Yusuf ini tipe pejabat yang tahu segala berita dan murah informasi karena saking luasnya jaring koneksi yang ia miliki dengan pejabat lain.
"Bapak cuma bilang 'kabarnya'. Udah. Itu ada nasabah kamu, Cori."
Dalam sekejap dua front liner itu menampilkan senyum profesional pada seorang wanita yang berjalan ke arah mereka. Urusan Ben yang kabarnya mau menikah Cori simpan dulu di laci memorinya meski hatinya beriak tak tenang
***
Di tengah konsentrasinya membaca tumpukan laporan dari dua kardus Indomie, Ben diinterupsi oleh getar ponselnya sendiri. Ben tidak suka diganggu ketika sedang bekerja.
"Agni?" gumam Ben. Keningnya mengernyit tidak senang menatap ponselnya yang masih bergetar, dan ikut-ikutan menggetarkan jantungnya. Ben benci bila jantungnya harus bereaksi hanya gara-gara perempuan ini.
"Hai, Ben. Apa kabar?" Sapa Agni pertama kali.
"Kenapa nelepon aku?" Dia bahkan tidak menjawab pertanyaan Agni.
"Masih aja dingin seperti dulu. Aku sedang di Batam. Mau meet up?"
"Aku sibuk. Lagi periksa unit."
Ben tidak membual. Lagian ia tidak mau berlama-lama bicara dengan perempuan ini.
"Nggak mau ya ketemu mantan?" goda Agni di seberang.
Ben memutar bola matanya. Ingin menyangkal tapi setelah di pikir-pikir, Agni ada benarnya. Mungkin Ben memang tidak mau lagi berurusan dengan mantannya.
Tapi bila sama-sama bekerja di satu atap bernama PT. Sejahtera Bersama, suatu saat pasti akan bersinggungan, kan?
"Kerjaanku masih banyak, Agni. Kalau nggak ada hal penting yang mau dibicarakan, sebaiknya teleponnya aku tutup," pungkas Ben.
"Ya ampun. Iya, iya. Aku mau minta bantuan kamu cari tempat tinggal."
"Karena ngurus karyawan yang dituduh merugikan nasabah itu?" tebak Ben.
"Ya, salah satunya."
Ben sampai memutar mata. Salah satunya. Berarti kehadirannya di Batam tidak sekedar sehari dua.
"Ditugaskan sama siapa?"
"Priyono. Aku nggak nyaman berdua aja cari tempat tinggal sama dia. Kamu tahu kenapa, kan?"

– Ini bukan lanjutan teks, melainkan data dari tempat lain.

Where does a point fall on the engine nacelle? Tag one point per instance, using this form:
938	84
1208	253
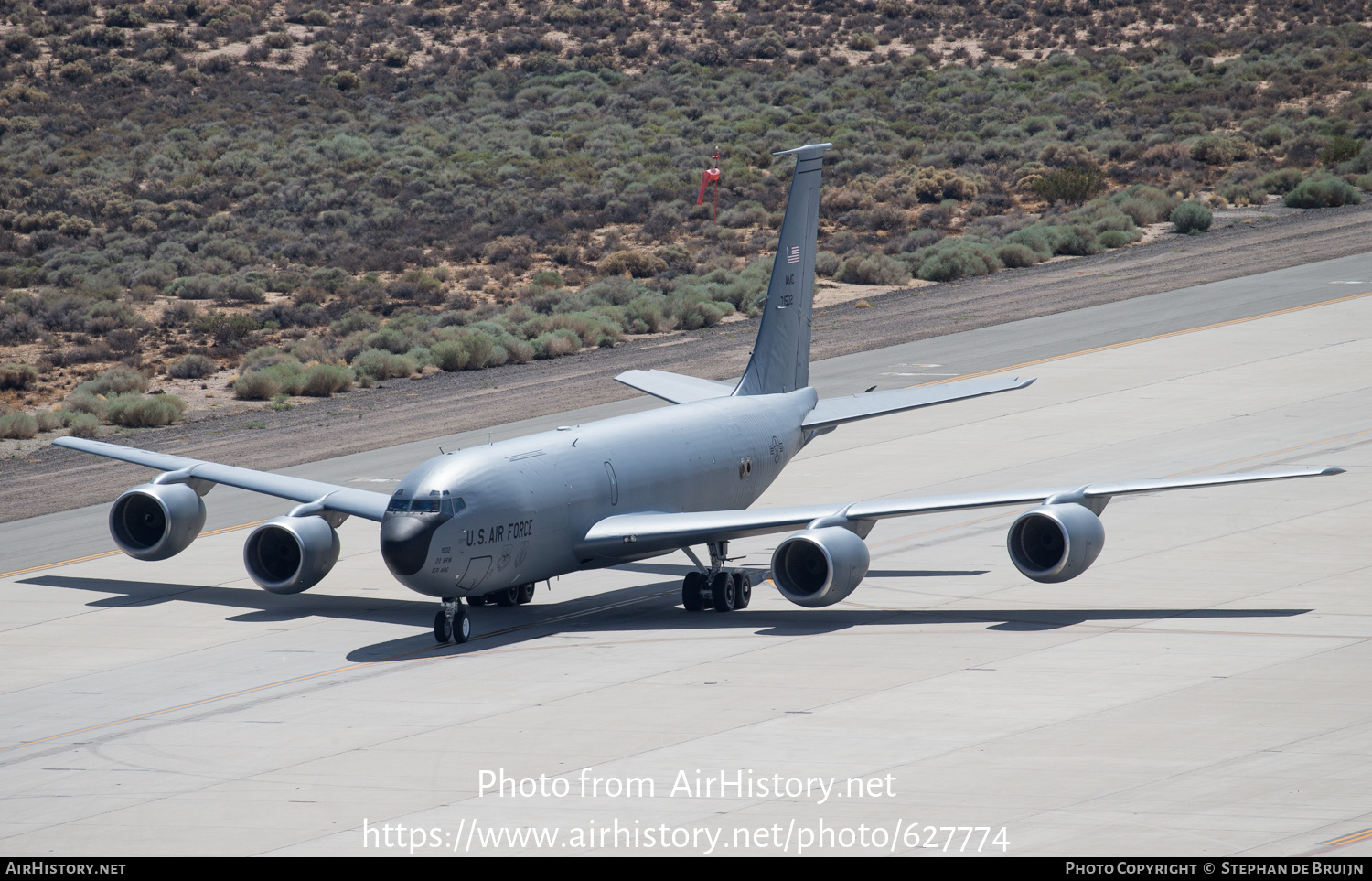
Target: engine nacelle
1056	543
820	567
156	521
290	554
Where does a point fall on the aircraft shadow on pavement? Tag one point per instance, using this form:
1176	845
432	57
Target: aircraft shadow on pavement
639	608
661	568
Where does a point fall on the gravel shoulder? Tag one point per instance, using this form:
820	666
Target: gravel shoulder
49	479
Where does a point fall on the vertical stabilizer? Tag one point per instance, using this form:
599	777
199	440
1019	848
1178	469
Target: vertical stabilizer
781	354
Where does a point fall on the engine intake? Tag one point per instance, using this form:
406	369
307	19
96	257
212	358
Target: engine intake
1056	543
156	521
820	565
290	554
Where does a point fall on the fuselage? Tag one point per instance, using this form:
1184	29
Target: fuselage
509	513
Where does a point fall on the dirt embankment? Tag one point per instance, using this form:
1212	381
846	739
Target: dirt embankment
54	479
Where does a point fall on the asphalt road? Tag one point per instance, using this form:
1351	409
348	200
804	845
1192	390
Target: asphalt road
55	479
1202	691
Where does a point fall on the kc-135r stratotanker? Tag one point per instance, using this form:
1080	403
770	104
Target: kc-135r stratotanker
488	523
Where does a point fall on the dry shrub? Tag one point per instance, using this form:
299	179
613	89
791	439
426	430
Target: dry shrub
192	367
18	425
257	386
16	376
638	263
323	381
134	411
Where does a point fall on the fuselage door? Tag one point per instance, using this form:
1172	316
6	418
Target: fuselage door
614	485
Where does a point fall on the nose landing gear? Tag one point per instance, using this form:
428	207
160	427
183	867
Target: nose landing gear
452	623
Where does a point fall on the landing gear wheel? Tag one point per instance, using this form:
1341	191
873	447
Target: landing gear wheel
743	590
722	592
457	630
691	592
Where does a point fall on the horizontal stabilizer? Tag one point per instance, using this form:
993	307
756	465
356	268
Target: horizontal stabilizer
340	499
839	411
636	534
674	386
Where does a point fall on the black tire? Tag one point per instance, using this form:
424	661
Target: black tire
743	590
691	592
722	592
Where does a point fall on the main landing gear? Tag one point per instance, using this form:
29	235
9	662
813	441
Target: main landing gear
452	623
718	589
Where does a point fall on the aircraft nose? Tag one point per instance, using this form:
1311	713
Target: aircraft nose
405	541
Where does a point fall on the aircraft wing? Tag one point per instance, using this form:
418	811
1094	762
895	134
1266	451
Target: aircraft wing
837	411
674	387
340	499
634	534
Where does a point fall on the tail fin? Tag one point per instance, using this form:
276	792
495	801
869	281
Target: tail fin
781	354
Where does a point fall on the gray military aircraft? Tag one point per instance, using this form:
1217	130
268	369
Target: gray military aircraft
488	523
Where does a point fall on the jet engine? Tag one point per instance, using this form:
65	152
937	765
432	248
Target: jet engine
156	521
290	554
1056	543
820	567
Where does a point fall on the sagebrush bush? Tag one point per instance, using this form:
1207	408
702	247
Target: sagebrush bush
873	269
381	364
136	411
828	263
82	424
323	381
1114	239
18	376
81	401
115	381
18	425
955	258
192	367
1279	181
1191	217
1323	192
637	263
1017	255
1073	186
257	386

Ketidaknyamanan Agni mengingatkan Ben akan cerita masa lalu perempuan itu. Sepertinya Ben terpaksa mengalah kali ini.
"Baiklah. Nanti aku hubungi kamu lagi."
"Yes. Makasih, Benjamin."
Ben menghembuskan napas lelah. Pekerjaannya segudang, waktu bertemu Cori makin sedikit, dan sekarang Agni muncul lagi dalam hidupnya.
Ah, Agni. Ben tidak menyukai kehadirannya di Batam.